Keywords: Hive | CSV | skip.header.line.count | external table
Abstract: This article explores technical methods for skipping header rows in CSV files when creating Hive external tables. It introduces the skip.header.line.count property introduced in Hive v0.13.0, detailing its application in table creation and modification with example code. Additionally, it covers alternative approaches using OpenCSVSerde for finer control, along with considerations to help users handle data efficiently.
Introduction
In big data processing, Hive is widely used for querying and managing large datasets stored in Hadoop Distributed File System (HDFS). Often, data is stored in CSV files that include header rows containing column names. When creating external tables in Hive over such files, it is necessary to skip these header rows to avoid treating them as data records.
Core Method: Using skip.header.line.count
Starting from Hive version 0.13.0, a convenient table property skip.header.line.count is introduced to skip a specified number of header lines. This property can be set during table creation or modified later using ALTER TABLE.
To create an external table and skip the first row as header:
CREATE EXTERNAL TABLE testtable (
name string,
message string
)
ROW FORMAT DELIMITED
FIELDS TERMINATED BY '\t'
LINES TERMINATED BY '\n'
LOCATION '/testtable'
TBLPROPERTIES ("skip.header.line.count"="1");
For an existing table, you can use:
ALTER TABLE tablename
SET TBLPROPERTIES ("skip.header.line.count"="1");
This method is straightforward and effective for most use cases.
Considerations and Limitations
It is important to note that skip.header.line.count may have unintended behavior when multiple output files are generated. For instance, if reducers are more than one, it skips the first record in each file, which might not always be desired. Users should be cautious in such scenarios.
Alternative Approach: Using OpenCSVSerde
As a supplementary method, the OpenCSVSerde provides more control over CSV parsing. It allows customization of separator, quote, and escape characters, along with header skipping.

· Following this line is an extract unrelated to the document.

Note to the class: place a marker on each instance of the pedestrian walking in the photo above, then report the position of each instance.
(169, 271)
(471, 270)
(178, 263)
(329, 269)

CREATE EXTERNAL TABLE mydb.mytable (
product_name string,
brand_id string,
brand string,
color string,
description string,
sale_price string
)
PARTITIONED BY (seller_id string)
ROW FORMAT SERDE 'org.apache.hadoop.hive.serde2.OpenCSVSerde'
WITH SERDEPROPERTIES (
'separatorChar' = '\t',
'quoteChar' = '"',
'escapeChar' = '\\'
)
STORED AS INPUTFORMAT 'org.apache.hadoop.mapred.TextInputFormat'
OUTPUTFORMAT 'org.apache.hadoop.hive.ql.io.HiveIgnoreKeyTextOutputFormat'
LOCATION 'hdfs://namenode.com:port/data/mydb/mytable'
TBLPROPERTIES (
'serialization.null.format' = '',
'skip.header.line.count' = '1'
);
This approach offers flexibility for complex CSV formats.
Conclusion
To efficiently skip CSV header rows in Hive external tables, using the skip.header.line.count property is the recommended method for its simplicity. However, for advanced control, consider using OpenCSVSerde. Always test in your specific environment to ensure the desired behavior.